あとは牛肉じゃなくて――豚と鶏肉をメインにしての節約っと…。
(あとは、かさ増し用のもやしと、麺はうんどんでいいかな)
どちらもたくさん食べてくれる先生には必要だ。
カートを野菜売り場に戻そうとしたとき、正面からどこかスーパーには似合わない、一目で人を惹きつけるオーラを身に纏う存在がカッカッと俺に近づいてきた。
「こんにちは」
「あ…、こんにちは」
彼女は、同じマンションに住む女性だった。
年は先生と同じか近いくらいだろう。たまに見かけるスーツ姿よりラフそうな恰好なのに彼女の雰囲気のせいか、ここがデパートの食品売り場に見える。
「今日はお連れの方は一緒じゃないのね」
「え、あっ…はい。仕事中なので俺一人です」
「そうなの偉いわね」
偉いと言われても、本当にほめられたのかは分からない。
元々女性は母親の影響もあって苦手だったけど、表情を変えず淡々と話す綺麗な彼女は余計に……。
「でも、もっと肉があった方がいいわ」
「あ…、」
「可哀想に。私ならもっといいもの、食べさせてあげるのに」
それを聞いた途端、カッと顔が熱くなった。
別に先生に節約を求められたりはしてないけど、俺の買い物カゴには二割引きと書かれた安くなった肉ばかりが入っていた。

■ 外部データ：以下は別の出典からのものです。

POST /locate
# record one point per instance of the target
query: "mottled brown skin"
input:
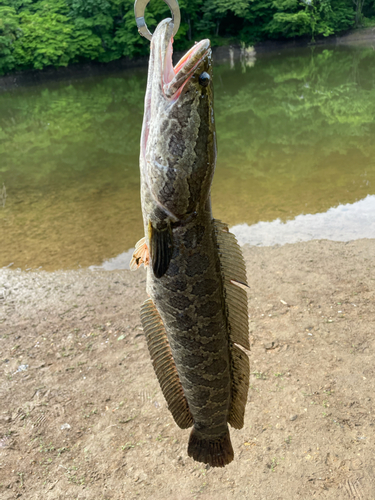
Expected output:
(178, 154)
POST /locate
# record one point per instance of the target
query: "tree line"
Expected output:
(39, 33)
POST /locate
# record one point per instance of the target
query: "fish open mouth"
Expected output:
(175, 77)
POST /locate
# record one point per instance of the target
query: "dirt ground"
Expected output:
(82, 415)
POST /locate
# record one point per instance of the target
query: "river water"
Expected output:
(296, 141)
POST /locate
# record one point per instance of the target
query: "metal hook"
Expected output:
(139, 11)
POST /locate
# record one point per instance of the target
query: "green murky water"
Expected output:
(296, 135)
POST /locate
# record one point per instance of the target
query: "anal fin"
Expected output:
(164, 365)
(233, 270)
(240, 386)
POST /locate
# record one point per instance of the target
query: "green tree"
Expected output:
(9, 32)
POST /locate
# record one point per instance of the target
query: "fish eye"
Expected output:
(204, 79)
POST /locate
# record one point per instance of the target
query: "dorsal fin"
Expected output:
(233, 269)
(164, 365)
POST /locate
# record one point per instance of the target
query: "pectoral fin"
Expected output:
(161, 249)
(140, 255)
(164, 365)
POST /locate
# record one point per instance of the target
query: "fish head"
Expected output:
(178, 145)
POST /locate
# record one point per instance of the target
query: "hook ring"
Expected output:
(139, 11)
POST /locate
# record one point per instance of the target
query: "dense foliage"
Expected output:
(39, 33)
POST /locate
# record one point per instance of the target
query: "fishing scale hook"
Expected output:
(139, 11)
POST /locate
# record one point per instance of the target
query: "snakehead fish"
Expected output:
(195, 320)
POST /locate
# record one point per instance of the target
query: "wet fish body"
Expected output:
(195, 319)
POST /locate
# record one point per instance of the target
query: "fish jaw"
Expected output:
(178, 144)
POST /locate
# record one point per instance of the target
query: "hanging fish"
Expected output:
(195, 320)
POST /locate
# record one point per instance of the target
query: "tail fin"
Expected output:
(215, 452)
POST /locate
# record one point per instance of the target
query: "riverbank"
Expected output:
(221, 54)
(82, 415)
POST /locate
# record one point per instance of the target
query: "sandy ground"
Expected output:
(82, 415)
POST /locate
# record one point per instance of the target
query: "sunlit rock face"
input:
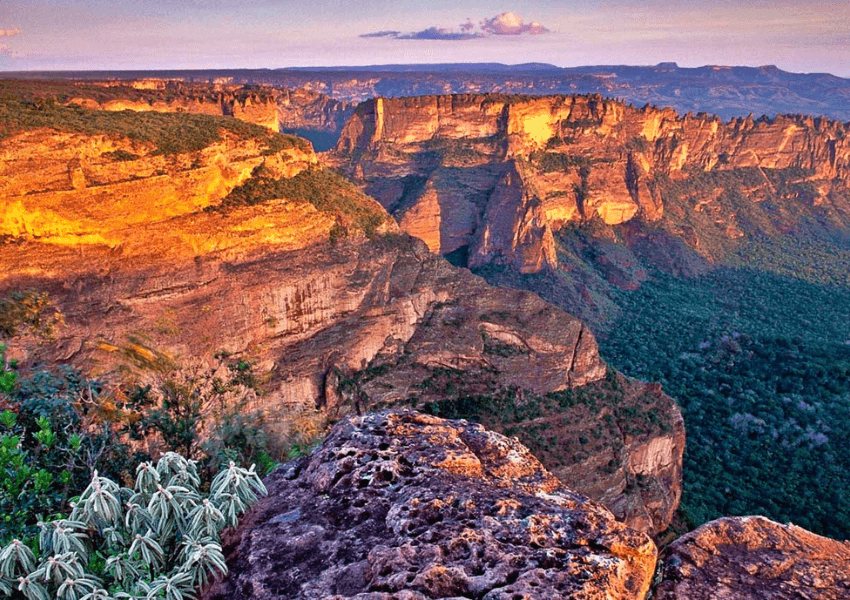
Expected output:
(67, 188)
(253, 104)
(132, 248)
(495, 177)
(750, 558)
(404, 506)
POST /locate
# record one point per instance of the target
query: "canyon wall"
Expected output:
(148, 251)
(495, 178)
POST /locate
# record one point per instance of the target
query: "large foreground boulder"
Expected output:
(753, 558)
(403, 506)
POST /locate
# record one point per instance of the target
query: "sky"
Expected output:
(803, 36)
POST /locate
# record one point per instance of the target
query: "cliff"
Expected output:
(751, 557)
(305, 109)
(249, 248)
(494, 179)
(400, 505)
(253, 104)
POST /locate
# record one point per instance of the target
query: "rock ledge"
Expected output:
(403, 506)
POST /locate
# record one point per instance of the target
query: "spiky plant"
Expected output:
(160, 539)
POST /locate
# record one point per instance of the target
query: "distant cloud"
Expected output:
(511, 24)
(507, 23)
(438, 33)
(382, 34)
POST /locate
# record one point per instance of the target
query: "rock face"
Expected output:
(495, 179)
(752, 558)
(254, 104)
(335, 323)
(403, 506)
(305, 109)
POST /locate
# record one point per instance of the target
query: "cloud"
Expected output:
(382, 34)
(438, 33)
(511, 24)
(507, 23)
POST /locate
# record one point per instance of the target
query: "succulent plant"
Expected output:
(160, 539)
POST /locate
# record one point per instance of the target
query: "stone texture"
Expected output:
(518, 169)
(752, 558)
(254, 104)
(265, 284)
(402, 506)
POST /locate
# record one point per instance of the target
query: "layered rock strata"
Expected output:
(131, 253)
(749, 558)
(495, 178)
(403, 506)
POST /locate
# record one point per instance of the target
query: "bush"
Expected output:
(159, 539)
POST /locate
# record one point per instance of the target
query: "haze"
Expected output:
(808, 36)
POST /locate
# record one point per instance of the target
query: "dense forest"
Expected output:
(760, 365)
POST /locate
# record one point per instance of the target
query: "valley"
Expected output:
(653, 305)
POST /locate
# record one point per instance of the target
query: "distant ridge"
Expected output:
(727, 91)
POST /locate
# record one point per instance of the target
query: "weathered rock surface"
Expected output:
(305, 109)
(254, 104)
(749, 558)
(494, 179)
(333, 328)
(402, 506)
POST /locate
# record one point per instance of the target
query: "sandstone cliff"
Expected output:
(751, 557)
(251, 249)
(305, 109)
(496, 178)
(403, 506)
(254, 104)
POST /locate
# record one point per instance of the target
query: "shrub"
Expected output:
(159, 539)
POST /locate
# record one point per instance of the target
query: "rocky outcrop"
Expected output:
(404, 506)
(749, 558)
(69, 189)
(495, 178)
(305, 109)
(254, 104)
(336, 323)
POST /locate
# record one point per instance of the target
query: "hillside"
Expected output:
(734, 234)
(727, 91)
(243, 246)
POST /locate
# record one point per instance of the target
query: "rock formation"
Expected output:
(335, 322)
(254, 104)
(749, 558)
(403, 506)
(305, 109)
(495, 179)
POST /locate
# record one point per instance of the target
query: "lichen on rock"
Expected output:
(403, 506)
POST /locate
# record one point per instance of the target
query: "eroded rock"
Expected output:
(403, 506)
(750, 558)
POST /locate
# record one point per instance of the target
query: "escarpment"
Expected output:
(500, 179)
(401, 505)
(753, 557)
(247, 247)
(253, 104)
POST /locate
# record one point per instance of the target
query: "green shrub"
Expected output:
(160, 539)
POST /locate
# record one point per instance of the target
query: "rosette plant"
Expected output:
(160, 539)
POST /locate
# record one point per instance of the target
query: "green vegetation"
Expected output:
(324, 189)
(56, 429)
(158, 539)
(760, 364)
(549, 162)
(560, 428)
(29, 311)
(170, 133)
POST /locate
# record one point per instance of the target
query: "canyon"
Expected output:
(232, 240)
(519, 182)
(339, 311)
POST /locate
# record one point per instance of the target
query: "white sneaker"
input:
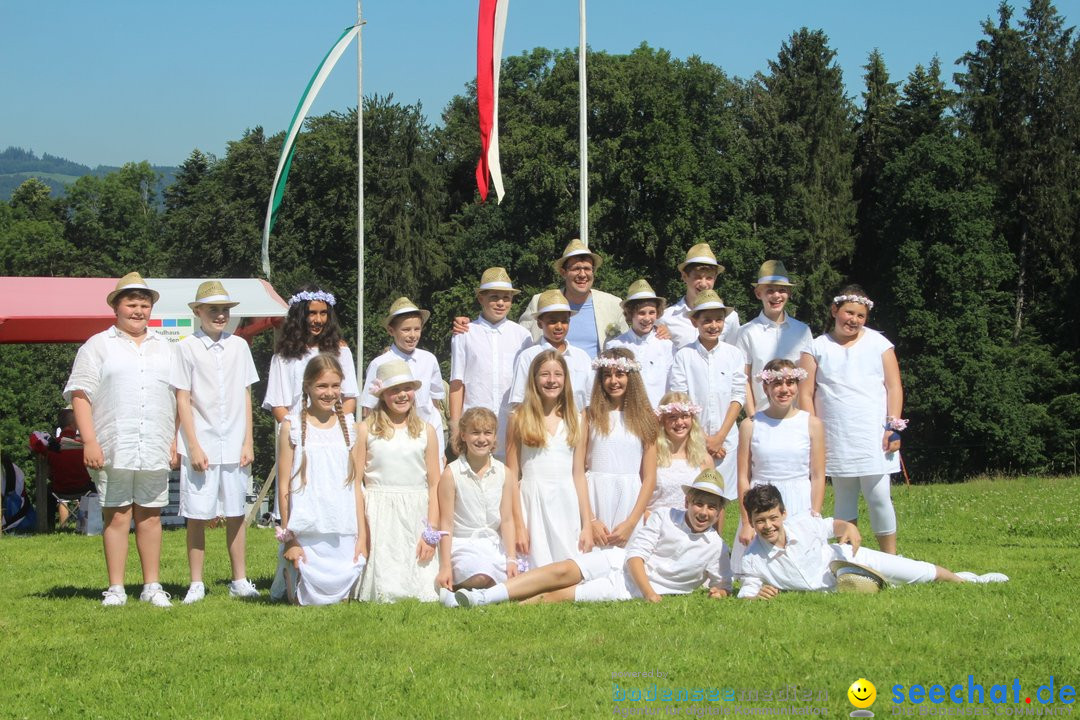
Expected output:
(115, 596)
(243, 588)
(153, 594)
(196, 592)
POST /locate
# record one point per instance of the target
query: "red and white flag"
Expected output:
(491, 26)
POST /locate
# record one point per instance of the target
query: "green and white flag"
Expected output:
(278, 189)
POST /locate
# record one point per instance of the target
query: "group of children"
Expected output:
(582, 478)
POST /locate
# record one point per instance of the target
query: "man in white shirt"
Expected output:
(794, 554)
(673, 553)
(699, 271)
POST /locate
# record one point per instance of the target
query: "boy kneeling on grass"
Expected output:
(672, 553)
(794, 554)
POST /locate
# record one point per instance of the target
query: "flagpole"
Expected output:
(583, 119)
(360, 192)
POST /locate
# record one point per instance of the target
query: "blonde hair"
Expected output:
(527, 420)
(637, 415)
(480, 418)
(696, 454)
(316, 366)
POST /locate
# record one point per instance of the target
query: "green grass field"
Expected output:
(67, 656)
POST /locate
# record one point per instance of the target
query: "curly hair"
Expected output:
(295, 337)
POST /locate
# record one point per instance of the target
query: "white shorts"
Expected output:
(477, 556)
(220, 491)
(146, 488)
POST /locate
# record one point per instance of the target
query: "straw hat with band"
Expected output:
(772, 272)
(132, 281)
(212, 293)
(700, 254)
(709, 480)
(854, 578)
(402, 307)
(640, 289)
(575, 248)
(706, 300)
(496, 279)
(393, 375)
(553, 301)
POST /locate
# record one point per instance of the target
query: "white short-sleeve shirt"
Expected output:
(217, 375)
(133, 405)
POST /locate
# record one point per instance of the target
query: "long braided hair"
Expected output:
(316, 366)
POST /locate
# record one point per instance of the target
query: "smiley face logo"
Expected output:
(862, 693)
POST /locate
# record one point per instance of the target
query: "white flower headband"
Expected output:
(678, 408)
(840, 299)
(785, 374)
(308, 296)
(624, 364)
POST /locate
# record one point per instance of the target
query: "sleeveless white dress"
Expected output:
(549, 500)
(395, 492)
(323, 514)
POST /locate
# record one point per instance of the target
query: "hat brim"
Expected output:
(856, 578)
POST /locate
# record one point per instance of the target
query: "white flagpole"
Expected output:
(583, 130)
(360, 193)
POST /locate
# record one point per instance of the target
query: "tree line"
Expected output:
(957, 209)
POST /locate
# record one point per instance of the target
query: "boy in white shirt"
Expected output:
(642, 309)
(213, 379)
(482, 361)
(699, 271)
(405, 322)
(794, 554)
(672, 553)
(553, 316)
(772, 335)
(711, 372)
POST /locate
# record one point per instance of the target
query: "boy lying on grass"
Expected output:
(672, 553)
(795, 554)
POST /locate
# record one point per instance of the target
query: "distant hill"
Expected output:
(17, 165)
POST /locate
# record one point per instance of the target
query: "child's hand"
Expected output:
(423, 551)
(599, 532)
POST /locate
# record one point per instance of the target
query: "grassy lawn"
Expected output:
(223, 657)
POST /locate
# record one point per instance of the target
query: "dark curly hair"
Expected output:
(295, 338)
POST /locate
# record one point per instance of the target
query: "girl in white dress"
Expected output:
(323, 533)
(543, 442)
(621, 456)
(400, 456)
(475, 507)
(680, 450)
(853, 385)
(781, 446)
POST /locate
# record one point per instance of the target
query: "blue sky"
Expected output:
(126, 80)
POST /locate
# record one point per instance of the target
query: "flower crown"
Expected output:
(307, 296)
(678, 408)
(784, 374)
(624, 364)
(840, 299)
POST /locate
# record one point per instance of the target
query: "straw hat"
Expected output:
(496, 279)
(391, 375)
(212, 293)
(132, 281)
(710, 480)
(700, 254)
(772, 272)
(577, 247)
(640, 289)
(553, 301)
(401, 307)
(854, 578)
(706, 300)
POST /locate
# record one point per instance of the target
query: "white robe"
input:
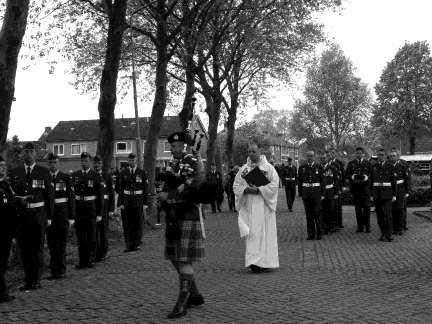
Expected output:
(257, 216)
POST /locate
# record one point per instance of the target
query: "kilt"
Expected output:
(190, 247)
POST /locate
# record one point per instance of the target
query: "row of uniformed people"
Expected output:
(36, 201)
(385, 182)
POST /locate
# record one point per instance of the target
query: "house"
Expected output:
(68, 139)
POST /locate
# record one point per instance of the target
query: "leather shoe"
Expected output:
(6, 298)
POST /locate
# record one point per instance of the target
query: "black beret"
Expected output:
(29, 146)
(52, 156)
(177, 137)
(85, 155)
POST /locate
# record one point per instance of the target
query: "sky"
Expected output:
(369, 32)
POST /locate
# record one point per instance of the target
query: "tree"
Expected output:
(11, 35)
(404, 93)
(336, 104)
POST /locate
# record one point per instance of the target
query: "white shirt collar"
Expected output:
(31, 166)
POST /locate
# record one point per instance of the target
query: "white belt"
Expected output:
(137, 192)
(85, 198)
(35, 205)
(60, 200)
(382, 184)
(315, 184)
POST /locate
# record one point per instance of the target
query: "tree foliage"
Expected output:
(404, 93)
(336, 103)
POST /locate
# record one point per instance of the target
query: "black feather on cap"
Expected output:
(52, 156)
(177, 137)
(85, 155)
(29, 146)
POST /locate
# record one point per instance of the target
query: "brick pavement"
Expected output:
(344, 278)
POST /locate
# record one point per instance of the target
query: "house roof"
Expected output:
(88, 130)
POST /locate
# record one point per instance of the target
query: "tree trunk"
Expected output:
(11, 35)
(158, 110)
(108, 85)
(412, 139)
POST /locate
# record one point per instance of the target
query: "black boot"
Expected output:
(195, 298)
(180, 309)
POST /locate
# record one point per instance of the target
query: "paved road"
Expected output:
(344, 278)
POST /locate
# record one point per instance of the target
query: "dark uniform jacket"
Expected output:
(382, 182)
(289, 175)
(87, 185)
(331, 180)
(310, 180)
(132, 188)
(64, 198)
(108, 193)
(37, 187)
(402, 177)
(183, 202)
(7, 205)
(358, 175)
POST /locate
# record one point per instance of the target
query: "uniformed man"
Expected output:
(340, 170)
(383, 186)
(358, 175)
(289, 179)
(132, 198)
(311, 189)
(33, 188)
(331, 192)
(7, 229)
(403, 181)
(63, 218)
(89, 207)
(184, 231)
(102, 227)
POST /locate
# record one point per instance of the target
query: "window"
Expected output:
(77, 149)
(58, 149)
(123, 147)
(167, 147)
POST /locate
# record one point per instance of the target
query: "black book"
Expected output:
(256, 178)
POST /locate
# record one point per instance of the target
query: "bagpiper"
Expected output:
(7, 229)
(184, 231)
(63, 218)
(89, 207)
(34, 192)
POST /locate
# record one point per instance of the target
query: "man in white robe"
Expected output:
(257, 212)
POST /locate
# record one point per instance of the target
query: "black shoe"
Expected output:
(195, 301)
(56, 277)
(6, 298)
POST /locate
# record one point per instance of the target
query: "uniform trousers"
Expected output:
(312, 207)
(85, 227)
(383, 209)
(57, 238)
(31, 240)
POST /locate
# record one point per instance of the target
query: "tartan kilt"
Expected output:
(190, 247)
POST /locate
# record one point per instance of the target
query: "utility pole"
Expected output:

きっと俺がケチだから、あの人にいいものを食べさせないんだと思われてしまった。
「あら、大丈夫?顔が赤いようだけれど、」
「て、店内が熱くて…、すみません。俺もう行きますのでっ」
―――ッ。伸ばされた手を大げさに回避してしまった。
これじゃ挙動不審じゃんかっ
居た堪れない俺はすぐさまぺこっと深く頭を下げ、彼女から逃げるように会計を済ませ退店してしまった。
「ただいま」
あー疲れた。いつものスーパーに行っただけなのに…。
先生と俺が釣り合わないと思われるのは仕方がない、むしろ自然だろ。
だからちゃんと平気なのに、あの鋭くて冷たい目が…どうしても、怖いんだ。
「おかえり」
「あ、先生。今日は鍋にするけど味付けは何がいい?」
「そうだねぇ…、ん?」
ぴたりと俺に近づく先生の足が止まった。
けど、そんなことに気付かない俺は上着を脱いで、ひょいひょいと買い物バッグから買ってきた野菜らを台へと並べていた。
「唯君。今日誰かに会った?」
「ん?いや、別に」
ここでスーパーで彼女に会ったことを言っていれば
もしくは、先生の方に振り返らなかったら何かが変わったのかもしれない。
「――――先生?」
怪訝そうに眉を顰めた俊哉さんの目を見た瞬間、事の重大さと選択肢を間違えたことにやっと気付いた。
「ちょ、っ、やめ…っ」
「脱いで、その服。いますぐゴミ袋に入れるから」
腕を掴まれ、風呂場に放り込まれたと思えば、服のままシャワーを浴びせられた。それが冷水からではなく湯に変わったことを確かめてから浴びせるのが新野らしいが、唯にそんなことを考える余裕はない。
なんで脱がなきゃならないのか
それに捨てる、の意味も理解できなかった。
「―――αの、臭いだ」
「なに、…アル、ファが、なんてっ、!?」
「なんで君からそんな臭いがするのかな?」
不快だと番いが怒っている。
けれど、指摘をされても納得できない。身に覚えがない、それに仮にαの臭いがしたらなんだというのか…?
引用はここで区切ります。